Multiple attempts to pass a Senate repeal bill in June and July 2017 failed. Senate Republicans faced a September 30, 2017 deadline in order to pass an Affordable Care Act repeal using reconciliation, a process that would permit the Senate to pass legislation with only 51 votes. On September 13, Cassidy and Sen. Lindsey Graham jointly proposed a new repeal bill, referred to as the Cassidy-Graham bill. The Cassidy-Graham proposal would create a waiver system allowing states to opt out of Affordable Care Act requirements, which could result in patients with pre-existing conditions being charged higher insurance premiums in those states. Discussion of the Cassidy-Graham bill quickly focused on whether the bill would pass the "Jimmy Kimmel test", with journalist and conservative commentator Jennifer Rubin writing on September 18 that Cassidy's bill "flunks his own Jimmy Kimmel test". Kimmel retweeted Rubin's editorial, which prompted Cassidy to publicly declare his belief that the Cassidy-Graham bill would "absolutely" pass the Jimmy Kimmel test.

Cassidy's claim sparked a public debate between Kimmel and Cassidy over whether the Cassidy-Graham bill passed the Jimmy Kimmel test. On September 19, national news outlets reported that Jimmy Kimmel was preparing to comment on the Cassidy-Graham bill. During Jimmy Kimmel Live! later that evening, Kimmel openly attacked the Cassidy-Graham bill, and told his viewers that Cassidy "lied to [Kimmel's] face" when Cassidy promised Kimmel he would not support a bill that could not pass the Jimmy Kimmel test. In his monologue, Kimmel also joked that the Cassidy-Graham bill would pass a different Jimmy Kimmel test, in which your child could afford health care only if the father was named Jimmy Kimmel.

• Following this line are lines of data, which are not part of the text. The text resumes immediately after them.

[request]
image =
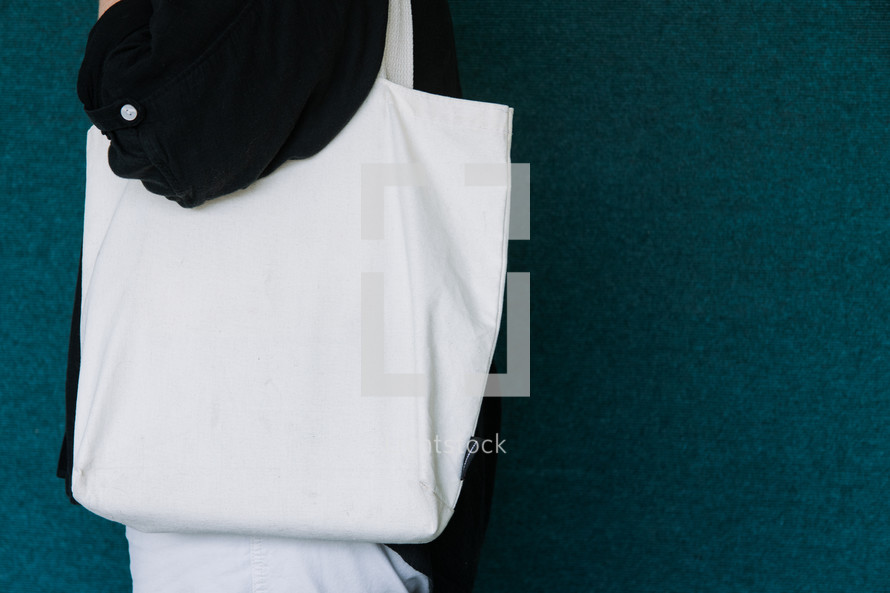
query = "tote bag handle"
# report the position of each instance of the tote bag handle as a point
(398, 54)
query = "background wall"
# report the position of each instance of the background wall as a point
(710, 284)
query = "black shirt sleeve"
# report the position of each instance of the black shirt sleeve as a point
(202, 98)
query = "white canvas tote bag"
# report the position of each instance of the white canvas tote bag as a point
(306, 357)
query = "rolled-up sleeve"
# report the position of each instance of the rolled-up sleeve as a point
(202, 98)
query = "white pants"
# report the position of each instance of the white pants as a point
(189, 563)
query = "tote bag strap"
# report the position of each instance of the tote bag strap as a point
(398, 55)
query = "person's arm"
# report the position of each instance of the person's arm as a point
(105, 5)
(202, 98)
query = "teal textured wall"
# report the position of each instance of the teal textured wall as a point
(710, 270)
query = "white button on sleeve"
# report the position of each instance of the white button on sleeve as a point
(128, 112)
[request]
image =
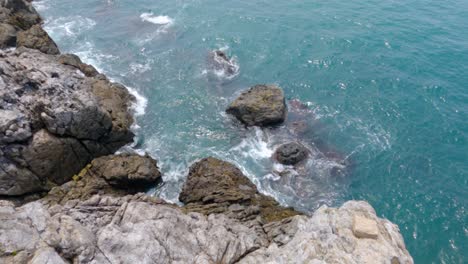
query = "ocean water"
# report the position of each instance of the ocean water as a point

Cassidy responded on September 20 during interviews with MSNBC and CNN, insisting the Cassidy-Graham bill would pass the Jimmy Kimmel test and claiming that Kimmel didn't understand the bill. Graham also attacked Kimmel, calling Kimmel's monologue "absolute garbage" and claiming that it was "inappropriate" for Kimmel to call Cassidy a liar. Kimmel responded in another on-air monologue on the evening of September 20, demonstrating his understanding of the bill by describing projected consequences such as a $243 billion reduction in federal funding, the total elimination of federal funding after 2026, and the removal of obligations by health insurers to pay for essential health benefits.

On September 21, President Donald Trump defended the Cassidy-Graham bill and its impact on individuals with pre-existing health conditions, which was seen as a sign of the influence the Kimmel-Cassidy dispute was having on the healthcare debate. Vanity Fair described Trump's tweets as defending a "bill that failed the Jimmy Kimmel test."

Senator John McCain announced on September 22 that he would vote against the Cassidy-Graham bill, a move which was labeled likely to kill the bill and Republicans' ACA repeal efforts. CNN analyst Bill Carter noted that Cassidy had dragged Kimmel into the debate by creating the "Jimmy Kimmel test", and said that if McCain's action does kill Republicans' repeal effort, Kimmel's opposition should be acknowledged as a legitimate factor in their failure. In a nationwide poll conducted September 22–25, 2017, voters were asked if they trusted Jimmy Kimmel or Republicans in Congress more on health care; 47% of respondents chose Kimmel while only 34% chose Republicans.